Three North American potash producers have struck a six-month agreement to supply the crop nutrient to a subsidiary of China’s Sinofert Holdings — but at a steep discount of US$70 per tonne from the last contract price.
Shares of the three potash companies — PotashCorp, Mosaic and Agrium — rose in Monday morning trading, even though the discount was larger than some analysts were expecting. The sales are expected to help reduce a massive potash stockpile from the companies’ mines in Saskatchewan.
Canpotex Ltd., the offshore sales agency for the three companies, said Monday it would supply Sinofert Fertilizer Macao Commercial Offshore Ltd. with one million tonnes of potash for the first half of 2013.
In its brief statement, Canpotex released the size of the discount but not the price itself.
However, the previous contract price, established in March, was believed to be $470 per tonne. That would mean the new contract represents a 15 percent discount to supply Sinofert at $400 per tonne (all figures US$).
"It looks to be a tradeoff between price and volume," said Raymond James analyst Steve Hansen. "Canpotex prefers price first.

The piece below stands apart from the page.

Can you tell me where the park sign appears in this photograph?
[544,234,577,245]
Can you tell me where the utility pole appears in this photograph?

I was surprised by the magnitude of the cut, but it’s a large volume commitment."
The price, while much lower than an expected $427 per tonne, should help spur a recovery in demand, said Scotiabank analyst Ben Isaacson.

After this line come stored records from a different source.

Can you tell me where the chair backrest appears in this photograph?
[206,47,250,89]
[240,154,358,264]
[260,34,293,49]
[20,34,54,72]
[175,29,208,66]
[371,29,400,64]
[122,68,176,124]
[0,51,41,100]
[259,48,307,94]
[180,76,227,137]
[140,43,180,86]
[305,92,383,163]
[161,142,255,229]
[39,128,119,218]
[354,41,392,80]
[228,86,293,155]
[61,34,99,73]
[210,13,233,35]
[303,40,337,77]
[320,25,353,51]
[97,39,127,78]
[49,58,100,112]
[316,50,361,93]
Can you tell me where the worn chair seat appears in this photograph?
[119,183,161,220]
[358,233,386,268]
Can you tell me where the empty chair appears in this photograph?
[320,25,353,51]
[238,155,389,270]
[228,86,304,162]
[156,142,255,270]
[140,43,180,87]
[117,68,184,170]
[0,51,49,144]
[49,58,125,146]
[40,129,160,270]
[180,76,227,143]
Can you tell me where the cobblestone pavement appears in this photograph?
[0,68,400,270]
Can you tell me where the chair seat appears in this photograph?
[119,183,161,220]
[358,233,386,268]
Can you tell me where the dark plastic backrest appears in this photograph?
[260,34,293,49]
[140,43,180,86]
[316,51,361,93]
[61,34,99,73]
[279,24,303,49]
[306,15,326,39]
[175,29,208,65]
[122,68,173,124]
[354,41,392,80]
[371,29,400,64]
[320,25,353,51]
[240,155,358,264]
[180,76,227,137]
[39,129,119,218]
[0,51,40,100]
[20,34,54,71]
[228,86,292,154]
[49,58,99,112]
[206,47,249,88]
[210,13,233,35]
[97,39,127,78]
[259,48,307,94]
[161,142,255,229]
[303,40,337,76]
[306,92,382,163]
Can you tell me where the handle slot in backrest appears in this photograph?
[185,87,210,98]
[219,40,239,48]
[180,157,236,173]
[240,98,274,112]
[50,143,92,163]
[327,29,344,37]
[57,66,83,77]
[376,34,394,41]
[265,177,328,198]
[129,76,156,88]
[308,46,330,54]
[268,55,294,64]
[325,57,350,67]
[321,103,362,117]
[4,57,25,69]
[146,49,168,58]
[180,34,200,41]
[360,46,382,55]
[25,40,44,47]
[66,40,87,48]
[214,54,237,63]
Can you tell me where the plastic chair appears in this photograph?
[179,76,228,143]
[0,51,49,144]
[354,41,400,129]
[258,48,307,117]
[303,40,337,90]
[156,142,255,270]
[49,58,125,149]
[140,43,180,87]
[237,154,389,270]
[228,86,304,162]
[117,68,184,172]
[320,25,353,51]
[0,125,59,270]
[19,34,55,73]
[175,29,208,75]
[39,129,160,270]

New supply deals with China and India, the world’s two biggest potash consumers, were expected by late summer. However, ample supplies in China and a decreased Indian government subsidy of farmers’ purchases of the fertilizer delayed the contracts.
North American potash supplies in November were 58 per cent above the five-year average. Saskatoon-based PotashCorp, the world’s biggest potash producer by capacity, has temporarily shut down four of its Canadian mines to support prices.
A deal with China will provide a much-needed buyer for the crop nutrient, but Chinese and Indian buyers typically pay the lowest prices in the global market. The contracts are closely watched, as international spot market prices are usually pegged at a premium to the contracts.
Sinofert’s lower price still leaves the potash producers with healthy profit margins, said Ernie Lalonde, senior vice-president of mining for DBRS Ltd., which rates the debt of companies such as PotashCorp.
A deal between Canpotex and Indian buyers is expected sometime in the first quarter of 2013.
"The (China) deal should act as a catalyst to get India moving to a deal and perhaps more importantly unfreeze the other international markets that have been sitting on the sidelines waiting for an agreement," said Paradigm Capital analyst Spencer Churchill.
The deal should also hasten talks between China and Canpotex’s chief rival, Belarusian Potash Co., which sells the crop nutrient on behalf of Uralkali OAO and Belaruskali, Hansen said.
Uralkali has said it expects negotiations on a contract with China to begin in February.
— Rod Nickel writes for Reuters from Winnipeg.